Massacre du 17 octobre 1961 : Jean-Luc Einaudi, pionnier et « héros moral »

C’est l’histoire dans l’histoire, celle d’un chercheur de l’ombre – même pas doté de titre académique – qui réussit, à force d’acharnement, à exhumer de l’oubli une tuerie unique dans l’histoire contemporaine de la France. On ne dira jamais assez ce que l’actuelle connaissance – encore incomplète – du 17 octobre 1961 doit au travail de bénédictin de Jean-Luc Einaudi, à son combat infatigable contre la raison d’Etat. Disparu en 2014, l’historien franc-tireur, éducateur de jeunesse passé par le maoïsme post-68, aura consacré près d’un quart de siècle à une enquête historique hors pair dont il sortira épuisé. Son parcours lui vaut aujourd’hui un livre hommage de Fabrice Riceputi : Ici on noya les Algériens (Le Passager clandestin, 288 pages, 18 euros).

L’œuvre pionnière d’Einaudi, La Bataille de Paris (Seuil, 1991), est le grand tournant historiographique autour du 17 octobre.

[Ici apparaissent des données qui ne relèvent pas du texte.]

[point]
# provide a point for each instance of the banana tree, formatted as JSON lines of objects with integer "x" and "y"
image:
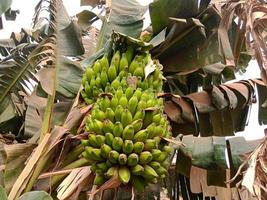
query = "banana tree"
{"x": 201, "y": 45}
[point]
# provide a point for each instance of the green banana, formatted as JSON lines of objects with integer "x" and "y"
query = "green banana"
{"x": 123, "y": 63}
{"x": 124, "y": 174}
{"x": 138, "y": 147}
{"x": 109, "y": 138}
{"x": 150, "y": 144}
{"x": 113, "y": 156}
{"x": 137, "y": 125}
{"x": 138, "y": 183}
{"x": 132, "y": 159}
{"x": 128, "y": 132}
{"x": 155, "y": 165}
{"x": 118, "y": 112}
{"x": 112, "y": 73}
{"x": 97, "y": 67}
{"x": 117, "y": 143}
{"x": 145, "y": 157}
{"x": 122, "y": 159}
{"x": 110, "y": 114}
{"x": 148, "y": 118}
{"x": 114, "y": 103}
{"x": 126, "y": 118}
{"x": 105, "y": 149}
{"x": 127, "y": 146}
{"x": 137, "y": 169}
{"x": 132, "y": 104}
{"x": 155, "y": 153}
{"x": 118, "y": 129}
{"x": 141, "y": 135}
{"x": 99, "y": 179}
{"x": 149, "y": 172}
{"x": 104, "y": 78}
{"x": 108, "y": 126}
{"x": 123, "y": 101}
{"x": 115, "y": 84}
{"x": 129, "y": 92}
{"x": 111, "y": 172}
{"x": 116, "y": 60}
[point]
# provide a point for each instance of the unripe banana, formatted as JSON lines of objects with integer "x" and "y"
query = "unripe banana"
{"x": 110, "y": 114}
{"x": 123, "y": 63}
{"x": 138, "y": 147}
{"x": 104, "y": 78}
{"x": 133, "y": 66}
{"x": 98, "y": 126}
{"x": 115, "y": 84}
{"x": 104, "y": 63}
{"x": 111, "y": 172}
{"x": 102, "y": 167}
{"x": 141, "y": 136}
{"x": 126, "y": 118}
{"x": 99, "y": 115}
{"x": 108, "y": 126}
{"x": 93, "y": 153}
{"x": 123, "y": 101}
{"x": 97, "y": 67}
{"x": 139, "y": 71}
{"x": 122, "y": 159}
{"x": 137, "y": 170}
{"x": 129, "y": 92}
{"x": 155, "y": 165}
{"x": 118, "y": 113}
{"x": 145, "y": 157}
{"x": 118, "y": 129}
{"x": 113, "y": 156}
{"x": 99, "y": 179}
{"x": 138, "y": 93}
{"x": 116, "y": 60}
{"x": 149, "y": 172}
{"x": 114, "y": 103}
{"x": 104, "y": 104}
{"x": 85, "y": 142}
{"x": 109, "y": 138}
{"x": 139, "y": 115}
{"x": 151, "y": 130}
{"x": 127, "y": 147}
{"x": 167, "y": 149}
{"x": 148, "y": 118}
{"x": 137, "y": 125}
{"x": 132, "y": 104}
{"x": 112, "y": 73}
{"x": 105, "y": 149}
{"x": 132, "y": 160}
{"x": 155, "y": 153}
{"x": 162, "y": 157}
{"x": 156, "y": 118}
{"x": 128, "y": 132}
{"x": 98, "y": 81}
{"x": 117, "y": 144}
{"x": 150, "y": 144}
{"x": 119, "y": 93}
{"x": 141, "y": 105}
{"x": 161, "y": 171}
{"x": 124, "y": 174}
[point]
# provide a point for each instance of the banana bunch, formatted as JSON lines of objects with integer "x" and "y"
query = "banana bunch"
{"x": 105, "y": 77}
{"x": 125, "y": 127}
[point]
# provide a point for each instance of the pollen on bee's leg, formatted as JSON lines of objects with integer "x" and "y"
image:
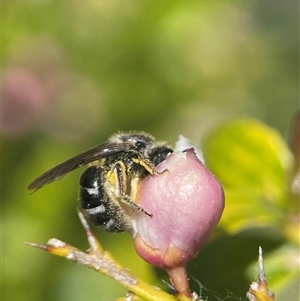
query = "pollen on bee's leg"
{"x": 145, "y": 212}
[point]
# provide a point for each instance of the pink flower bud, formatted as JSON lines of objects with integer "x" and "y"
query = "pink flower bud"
{"x": 186, "y": 203}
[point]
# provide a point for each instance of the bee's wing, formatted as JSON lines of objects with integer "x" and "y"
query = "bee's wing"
{"x": 94, "y": 154}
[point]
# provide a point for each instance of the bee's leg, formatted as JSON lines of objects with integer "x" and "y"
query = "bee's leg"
{"x": 120, "y": 174}
{"x": 148, "y": 166}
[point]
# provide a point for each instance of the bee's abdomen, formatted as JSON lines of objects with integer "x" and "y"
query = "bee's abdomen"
{"x": 96, "y": 205}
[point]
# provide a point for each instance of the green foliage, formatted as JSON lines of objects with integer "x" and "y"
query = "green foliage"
{"x": 91, "y": 68}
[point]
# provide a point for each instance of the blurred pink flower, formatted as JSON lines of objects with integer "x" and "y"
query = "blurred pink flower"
{"x": 24, "y": 99}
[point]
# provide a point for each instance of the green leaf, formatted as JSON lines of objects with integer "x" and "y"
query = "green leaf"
{"x": 253, "y": 162}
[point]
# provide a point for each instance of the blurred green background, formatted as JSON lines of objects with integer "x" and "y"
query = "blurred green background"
{"x": 75, "y": 72}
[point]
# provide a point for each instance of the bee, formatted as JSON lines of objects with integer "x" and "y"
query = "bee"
{"x": 108, "y": 186}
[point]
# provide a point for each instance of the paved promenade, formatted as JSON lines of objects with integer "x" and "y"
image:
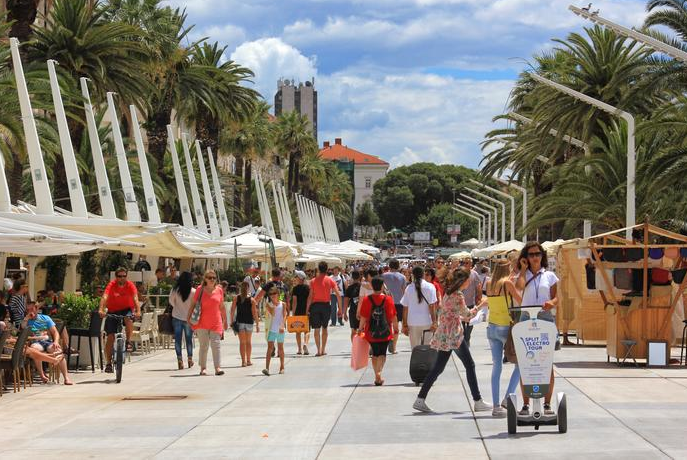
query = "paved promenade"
{"x": 321, "y": 409}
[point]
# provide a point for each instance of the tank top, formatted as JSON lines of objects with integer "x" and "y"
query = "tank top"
{"x": 498, "y": 309}
{"x": 244, "y": 310}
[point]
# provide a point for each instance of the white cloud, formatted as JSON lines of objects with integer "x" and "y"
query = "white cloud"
{"x": 271, "y": 59}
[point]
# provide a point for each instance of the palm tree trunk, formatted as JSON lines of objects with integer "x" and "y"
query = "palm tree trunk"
{"x": 248, "y": 192}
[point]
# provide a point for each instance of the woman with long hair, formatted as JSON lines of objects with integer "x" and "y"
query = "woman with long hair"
{"x": 539, "y": 288}
{"x": 245, "y": 312}
{"x": 181, "y": 299}
{"x": 449, "y": 338}
{"x": 419, "y": 307}
{"x": 213, "y": 320}
{"x": 501, "y": 292}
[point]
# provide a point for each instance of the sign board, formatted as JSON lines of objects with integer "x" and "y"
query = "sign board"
{"x": 421, "y": 237}
{"x": 453, "y": 229}
{"x": 534, "y": 342}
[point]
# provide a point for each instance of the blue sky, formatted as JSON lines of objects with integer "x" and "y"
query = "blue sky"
{"x": 407, "y": 80}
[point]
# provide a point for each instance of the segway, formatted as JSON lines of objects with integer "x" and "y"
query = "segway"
{"x": 535, "y": 341}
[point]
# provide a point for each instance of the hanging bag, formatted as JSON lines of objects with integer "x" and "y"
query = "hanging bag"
{"x": 195, "y": 314}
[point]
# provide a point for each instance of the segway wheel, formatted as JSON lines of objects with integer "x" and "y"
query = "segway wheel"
{"x": 563, "y": 415}
{"x": 512, "y": 416}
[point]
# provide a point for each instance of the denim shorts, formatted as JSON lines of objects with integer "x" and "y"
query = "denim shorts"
{"x": 275, "y": 337}
{"x": 245, "y": 327}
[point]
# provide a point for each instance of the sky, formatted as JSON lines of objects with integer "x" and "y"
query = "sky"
{"x": 406, "y": 80}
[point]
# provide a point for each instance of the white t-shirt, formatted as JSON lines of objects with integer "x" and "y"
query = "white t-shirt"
{"x": 418, "y": 312}
{"x": 180, "y": 307}
{"x": 538, "y": 290}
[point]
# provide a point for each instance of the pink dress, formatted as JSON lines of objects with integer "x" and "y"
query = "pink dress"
{"x": 210, "y": 315}
{"x": 449, "y": 333}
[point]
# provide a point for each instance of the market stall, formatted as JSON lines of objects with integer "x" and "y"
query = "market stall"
{"x": 623, "y": 292}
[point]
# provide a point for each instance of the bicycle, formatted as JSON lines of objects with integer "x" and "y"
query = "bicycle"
{"x": 119, "y": 347}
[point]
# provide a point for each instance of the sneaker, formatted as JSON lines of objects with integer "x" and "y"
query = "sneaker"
{"x": 420, "y": 405}
{"x": 481, "y": 406}
{"x": 499, "y": 412}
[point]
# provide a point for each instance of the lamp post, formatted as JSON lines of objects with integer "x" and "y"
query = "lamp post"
{"x": 587, "y": 224}
{"x": 512, "y": 205}
{"x": 503, "y": 211}
{"x": 522, "y": 190}
{"x": 629, "y": 119}
{"x": 474, "y": 215}
{"x": 495, "y": 234}
{"x": 486, "y": 213}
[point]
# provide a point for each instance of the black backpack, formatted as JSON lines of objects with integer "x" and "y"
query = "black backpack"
{"x": 379, "y": 325}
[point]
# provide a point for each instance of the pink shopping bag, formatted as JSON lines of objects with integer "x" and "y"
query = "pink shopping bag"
{"x": 360, "y": 353}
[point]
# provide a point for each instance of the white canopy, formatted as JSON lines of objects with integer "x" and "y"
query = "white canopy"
{"x": 358, "y": 246}
{"x": 497, "y": 249}
{"x": 30, "y": 239}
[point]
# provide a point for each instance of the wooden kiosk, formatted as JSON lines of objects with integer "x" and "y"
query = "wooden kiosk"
{"x": 643, "y": 314}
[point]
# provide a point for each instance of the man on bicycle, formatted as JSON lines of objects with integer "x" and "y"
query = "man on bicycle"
{"x": 121, "y": 299}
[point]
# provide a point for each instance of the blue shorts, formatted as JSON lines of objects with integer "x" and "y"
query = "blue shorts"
{"x": 275, "y": 337}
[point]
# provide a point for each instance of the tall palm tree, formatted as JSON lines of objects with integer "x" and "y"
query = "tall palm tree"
{"x": 247, "y": 140}
{"x": 294, "y": 140}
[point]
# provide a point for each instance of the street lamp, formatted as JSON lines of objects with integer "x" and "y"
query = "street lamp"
{"x": 629, "y": 119}
{"x": 512, "y": 205}
{"x": 522, "y": 190}
{"x": 479, "y": 217}
{"x": 493, "y": 209}
{"x": 503, "y": 210}
{"x": 587, "y": 224}
{"x": 486, "y": 213}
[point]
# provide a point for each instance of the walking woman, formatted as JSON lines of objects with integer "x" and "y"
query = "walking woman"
{"x": 181, "y": 299}
{"x": 539, "y": 288}
{"x": 244, "y": 311}
{"x": 213, "y": 320}
{"x": 449, "y": 337}
{"x": 419, "y": 307}
{"x": 278, "y": 311}
{"x": 501, "y": 292}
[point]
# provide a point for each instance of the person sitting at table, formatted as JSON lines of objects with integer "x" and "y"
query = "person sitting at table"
{"x": 44, "y": 342}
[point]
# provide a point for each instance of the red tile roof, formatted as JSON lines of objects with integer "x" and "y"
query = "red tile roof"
{"x": 338, "y": 151}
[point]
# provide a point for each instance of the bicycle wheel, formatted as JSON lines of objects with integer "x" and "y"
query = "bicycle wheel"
{"x": 119, "y": 359}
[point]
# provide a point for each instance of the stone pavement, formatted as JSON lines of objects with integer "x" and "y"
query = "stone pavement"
{"x": 320, "y": 408}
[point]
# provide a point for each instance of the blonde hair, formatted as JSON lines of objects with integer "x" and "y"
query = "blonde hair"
{"x": 500, "y": 276}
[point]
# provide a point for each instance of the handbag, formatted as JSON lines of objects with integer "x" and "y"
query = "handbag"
{"x": 297, "y": 324}
{"x": 195, "y": 314}
{"x": 164, "y": 322}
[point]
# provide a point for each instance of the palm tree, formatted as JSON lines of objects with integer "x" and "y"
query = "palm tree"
{"x": 294, "y": 140}
{"x": 247, "y": 140}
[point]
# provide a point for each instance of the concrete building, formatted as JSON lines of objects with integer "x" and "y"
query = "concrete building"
{"x": 301, "y": 98}
{"x": 364, "y": 169}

Sa parution – suivie d’Octobre 1961 (Fayard, 2001, réédition 2011) – brise la chape de silence sur l’ampleur des rafles émaillées de violences que le pouvoir gaulliste déchaîna à l’époque contre une manifestation pacifique du Front de libération nationale (FLN) au cœur de Paris. Einaudi avance le chiffre d’au moins « 200 morts » quand le bilan officiel n’évoquait que trois morts. Au-delà de la bataille statistique, il déroule surtout une chronique aussi minutieuse que glaçante d’une répression allée crescendo jusqu’au 17 octobre avec un recours généralisé à la noyade.

Témoin du procès Papon

Signe de l’évolution des esprits, la presse et le public lui font bon accueil alors que son devancier, Michel Levine, n’avait soulevé qu’indifférence, en 1985, avec ses Ratonnades d’Octobre (Ramsay). En 1997, Einaudi défraie à nouveau la chronique, à Bordeaux, lors du procès d’assises de Maurice Papon, ancien secrétaire général de la préfecture de la Gironde (1942-1944) mis en cause dans la déportation de 1 500 juifs. Télescopage de l’histoire, le même Papon avait supervisé la répression de 1961 en sa qualité de préfet de police alors en poste à Paris. Le témoignage d’Einaudi à Bordeaux, sollicité par les parties civiles, est une sorte de « procès dans le procès ». Il croise les deux résurgences mémorielles autour de Vichy et de l’Algérie.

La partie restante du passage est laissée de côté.